It was a spectacle so unusual to see the human
form amid the solitude in which he dwelt, that the
trapper bent his eyes on the dim figures of his new
acquaintances, with sensations to which he had long
been a stranger. Their presence awakened recollections
and emotions, to which his sturdy but honest
nature had latterly paid but little homage, and his
thoughts began to wander over the varied scenes of
a life of hardships, that had been strangely blended
with scenes of wild and peculiar enjoyment. The
train taken by his thoughts had, already, conducted
him, in imagination, far into an ideal world, when he
was, once more suddenly, recalled to the reality of
his situation, by the movements of his faithful hound.

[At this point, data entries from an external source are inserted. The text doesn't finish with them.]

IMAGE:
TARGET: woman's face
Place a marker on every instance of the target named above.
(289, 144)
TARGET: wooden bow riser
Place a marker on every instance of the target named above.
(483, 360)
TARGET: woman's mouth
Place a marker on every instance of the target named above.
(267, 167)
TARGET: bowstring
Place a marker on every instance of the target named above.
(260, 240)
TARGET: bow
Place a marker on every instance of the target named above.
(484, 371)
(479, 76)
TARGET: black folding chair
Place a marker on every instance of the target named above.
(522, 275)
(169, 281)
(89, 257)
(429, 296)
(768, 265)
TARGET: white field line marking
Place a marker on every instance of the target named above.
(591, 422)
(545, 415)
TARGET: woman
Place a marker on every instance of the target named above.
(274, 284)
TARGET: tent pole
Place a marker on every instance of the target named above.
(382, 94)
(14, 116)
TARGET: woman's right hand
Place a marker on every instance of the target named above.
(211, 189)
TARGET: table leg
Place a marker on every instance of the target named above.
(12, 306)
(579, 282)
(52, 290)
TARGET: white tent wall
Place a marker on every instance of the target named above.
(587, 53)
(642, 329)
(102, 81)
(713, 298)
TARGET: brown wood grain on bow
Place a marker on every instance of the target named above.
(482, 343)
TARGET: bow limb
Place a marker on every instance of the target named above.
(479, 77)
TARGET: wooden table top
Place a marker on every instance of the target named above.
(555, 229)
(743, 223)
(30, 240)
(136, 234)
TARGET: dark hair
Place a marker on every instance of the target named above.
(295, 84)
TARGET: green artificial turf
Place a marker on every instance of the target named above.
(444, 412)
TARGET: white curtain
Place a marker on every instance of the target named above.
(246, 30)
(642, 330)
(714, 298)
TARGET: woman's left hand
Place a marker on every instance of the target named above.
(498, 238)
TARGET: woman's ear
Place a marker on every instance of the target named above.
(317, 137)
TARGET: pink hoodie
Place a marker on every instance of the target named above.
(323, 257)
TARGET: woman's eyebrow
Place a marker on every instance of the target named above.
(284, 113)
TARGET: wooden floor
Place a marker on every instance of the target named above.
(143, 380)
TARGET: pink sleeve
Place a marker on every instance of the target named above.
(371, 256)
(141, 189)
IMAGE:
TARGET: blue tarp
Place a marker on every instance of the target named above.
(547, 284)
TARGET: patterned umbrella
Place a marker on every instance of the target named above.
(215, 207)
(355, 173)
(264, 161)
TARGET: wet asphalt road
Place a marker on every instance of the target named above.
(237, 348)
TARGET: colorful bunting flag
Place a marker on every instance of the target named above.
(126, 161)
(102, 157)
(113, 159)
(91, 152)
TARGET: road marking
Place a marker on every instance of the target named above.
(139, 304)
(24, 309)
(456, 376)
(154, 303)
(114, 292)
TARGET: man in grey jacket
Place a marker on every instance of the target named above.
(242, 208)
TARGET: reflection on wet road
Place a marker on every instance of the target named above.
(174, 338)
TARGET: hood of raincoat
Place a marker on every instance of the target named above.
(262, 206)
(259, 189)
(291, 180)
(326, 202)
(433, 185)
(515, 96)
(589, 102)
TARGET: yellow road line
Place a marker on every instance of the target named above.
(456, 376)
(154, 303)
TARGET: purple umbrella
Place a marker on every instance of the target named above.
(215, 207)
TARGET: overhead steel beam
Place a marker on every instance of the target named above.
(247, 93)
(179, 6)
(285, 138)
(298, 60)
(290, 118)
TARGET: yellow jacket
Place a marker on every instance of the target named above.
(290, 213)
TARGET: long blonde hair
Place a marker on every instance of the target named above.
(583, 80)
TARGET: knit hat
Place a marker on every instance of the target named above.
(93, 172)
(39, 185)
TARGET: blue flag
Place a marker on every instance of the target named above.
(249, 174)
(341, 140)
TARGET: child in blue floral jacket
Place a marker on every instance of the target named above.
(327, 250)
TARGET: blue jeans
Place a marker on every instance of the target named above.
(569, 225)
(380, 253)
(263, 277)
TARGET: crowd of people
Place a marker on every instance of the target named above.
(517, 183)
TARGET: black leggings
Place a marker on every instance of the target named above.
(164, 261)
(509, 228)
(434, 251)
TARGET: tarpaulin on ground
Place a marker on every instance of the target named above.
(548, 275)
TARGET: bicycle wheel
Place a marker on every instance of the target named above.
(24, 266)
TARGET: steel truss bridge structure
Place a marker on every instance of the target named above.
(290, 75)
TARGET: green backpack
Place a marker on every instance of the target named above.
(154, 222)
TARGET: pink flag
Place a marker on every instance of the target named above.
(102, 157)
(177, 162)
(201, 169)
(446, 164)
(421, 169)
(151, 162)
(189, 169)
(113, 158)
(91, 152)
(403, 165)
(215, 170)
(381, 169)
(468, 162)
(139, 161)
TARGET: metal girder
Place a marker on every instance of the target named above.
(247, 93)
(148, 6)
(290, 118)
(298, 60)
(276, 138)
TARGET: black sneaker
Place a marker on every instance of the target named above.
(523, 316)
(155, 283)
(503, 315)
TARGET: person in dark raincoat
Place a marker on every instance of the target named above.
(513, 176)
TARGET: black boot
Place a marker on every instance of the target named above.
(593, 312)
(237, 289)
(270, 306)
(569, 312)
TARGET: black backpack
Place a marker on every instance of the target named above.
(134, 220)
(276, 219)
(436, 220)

The dog, who, in submission to his years and infirmities,
had manifested such a decided propensity
to sleep, now, arose, and stalked from out the shadow
cast by the tall person of his master, and looked
abroad into the prairie, as though his instinct apprised
him of the presence of still another visiter. Then,
seemingly, content with his examination, he returned
to his comfortable post and disposed of his weary
limbs, with the deliberation and care of one who was
no novice in the art of self-preservation.

“What; again, Hector!” said the trapper in a
soothing voice, which he had the caution, however,
to utter in an under tone; “what is it, dog? tell his
master, pup; what is it?”

Hector answered with another growl, but was content
to continue in his lair. These were evidences
of intelligence and distrust, to which one as practised
as the trapper could not turn an inattentive ear.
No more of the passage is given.